32. Анализируя всевременность, мы установили, что в качестве ее всякий момент «есть» и «не есть». Он есть все всеединство и единственное его выражение, когда нет ни одного другого момента; и «не есть», когда есть хоть один другой момент. Вместе с тем, допуская еще «неполное есть» всякого момента или его становление–погибание, мы утверждали возможность сосуществования его частичного бытия с частичным бытием других, т. е. возможность «перехода» или самого становления–погибания (§ 27). Теперь нам приходится определять всепространственность, как такое качествование всеединства, что в ней всякий момент всеединства «есть» — есть единственное бытие и все бытие — и «не есть» ни один из других моментов, поскольку все моменты (и он в их числе) суть. Ясно, что всевременность, как единство «есть» и «не есть» всех моментов и как их «переход» друг в друга, и является всепространственностью, взятою в ее множестве, Всепространственность в множестве ее — «все» и покой всевременности. С другой стороны, всевременность в ее движении и в последовании «есть» и «не есть» — единство всепространст–венности. Единство всепространственности осуществимо лишь чрез движение всевременности. Пространство, поскольку оно не только разъединяет, а и соединяет (т. е. и воссоединяет разъединяемое — ср. § 24), необходимо требует диалектики бытия–небытия, т. е. движения, которое, будучи временным, погружает все пространственное в небытие и вместе — все сохраняет, так как пространство во множественности своей всевременно. Всепространственность без всевременности не мыслима и не реальна; пространство, как умаление всепространственности, требует ума–ленно–всевременного, т. е. временного движения. Только чрез движение, т. е. — с точки зрения всевременности — чрез ста–новление–погибание, преодолимо недостаточное единство мира, его разъятость. Умирание сущего — становление его в единство, т. е. восполнение его до истинного бытия. Но мыслима ли и реальна ли всевременность без всепространственности? мыслимо ли и реально ли время без пространства? — Нет, так как всевременность сама по себе не есть сосуществование своих моментов и не есть их взаимопереход: и первое и второй предполагают сосуществование. Всепространственность и всевременность, пространство и время — два аспекта одного и того же всеединства, в них и через них счислимого.
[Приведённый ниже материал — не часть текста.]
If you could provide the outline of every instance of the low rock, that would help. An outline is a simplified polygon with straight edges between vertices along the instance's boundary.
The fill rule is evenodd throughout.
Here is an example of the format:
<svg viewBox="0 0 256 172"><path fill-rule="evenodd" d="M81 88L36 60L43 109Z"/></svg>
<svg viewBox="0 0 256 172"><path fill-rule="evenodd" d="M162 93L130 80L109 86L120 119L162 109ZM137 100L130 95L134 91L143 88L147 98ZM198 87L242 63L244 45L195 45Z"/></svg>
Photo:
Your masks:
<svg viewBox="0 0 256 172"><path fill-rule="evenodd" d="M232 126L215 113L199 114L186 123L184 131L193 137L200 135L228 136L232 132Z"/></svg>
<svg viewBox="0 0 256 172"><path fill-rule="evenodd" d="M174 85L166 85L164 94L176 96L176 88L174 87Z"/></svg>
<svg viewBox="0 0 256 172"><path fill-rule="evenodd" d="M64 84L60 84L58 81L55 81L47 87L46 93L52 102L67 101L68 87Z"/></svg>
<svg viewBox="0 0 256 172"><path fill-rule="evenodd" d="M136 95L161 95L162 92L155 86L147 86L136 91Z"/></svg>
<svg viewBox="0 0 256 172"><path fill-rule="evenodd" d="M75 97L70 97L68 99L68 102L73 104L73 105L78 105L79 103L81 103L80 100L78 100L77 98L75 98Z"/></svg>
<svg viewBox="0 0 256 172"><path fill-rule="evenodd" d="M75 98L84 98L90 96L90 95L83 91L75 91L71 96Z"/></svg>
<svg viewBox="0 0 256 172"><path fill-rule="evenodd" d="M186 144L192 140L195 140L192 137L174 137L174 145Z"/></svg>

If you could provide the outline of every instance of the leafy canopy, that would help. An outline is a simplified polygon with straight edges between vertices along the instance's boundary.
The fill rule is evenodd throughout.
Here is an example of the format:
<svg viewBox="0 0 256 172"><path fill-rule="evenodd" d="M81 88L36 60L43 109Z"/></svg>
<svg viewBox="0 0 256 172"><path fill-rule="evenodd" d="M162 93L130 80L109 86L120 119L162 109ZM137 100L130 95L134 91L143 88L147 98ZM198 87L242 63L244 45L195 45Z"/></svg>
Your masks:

Опространствление мира, т. е. разъединение его и взаимосоотнесение разъединяемого, возможно лишь из всепространственности, точнее — из единства ее, которое ни в коем случае не является одним из соотносимых моментов (тел или точек), хотя и пребывает в каждом из них и во всех их, позволяя каждый брать за начало пространственных координат; равно как каждый из них можно взять за момент покоя или движения (§ 16). Теория относительности вполне справедлива, если только она не забывает, что необходимо еще выяснить самый принцип ее и обосновать ее возможность, т. е. найти начало пространственности во всепространственности, и начало движения в двуединстве его с покоем. И еще вопрос: нет ли возможности и необходимости установить эмпирическое начало координат, которое бы обладало и абсолютным значением. Во всяком случае, основание и начало пространственных соотношений лежит во всепространственной целостности космоса, что очень хорошо показано уже Николаем Ку–занским. И как невозможно временное начало времени (§ 27), так же невозможны пространственные пределы пространства.

33. Всеединый Адам (§§ 30, 7), как это будет показано дальше, является иерархическою системою своих моментов. И в нем следует различать не только индивидуальные личности и существа, личного бытия не достигающие, но и личности коллективные, такие, как народ, общество, семья, и коллективные низшие моменты, как органический и неорганический мир. Из своей все–пространственности и в ней Адам пространственно определяет и распределяет свои моменты. Умаленный в своем единстве, он, всеедино–несовершенный, умаляется и в пространственности каждого из них, и притом двояко — в духовность или утрату отчетливой множественности и в материальность или ослабление единства (§ 31). Каждый индивидуум, являясь моментом Адама, стя–женно содержит в себе высшие коллективные личности (ср. §§25, 30), как некоторое единство, недостаточно им различаемое и недостаточно им отличаемое от себя самого, как стяженного же собственного всеединства. Индивидуализируя в себе Адама, он более противостоит другим моментам своего «ряда» — другим индивидуальным людям, определяя себя и как телесный организм (§ 31). Неравномерно выражая себя самого в себе, он «пространственнее» в некоторых своих качествованиях — в «чувственных» — ив них снижается до крайней своей пространственности в противостоянии и систематическом единстве с материально–пространственным миром.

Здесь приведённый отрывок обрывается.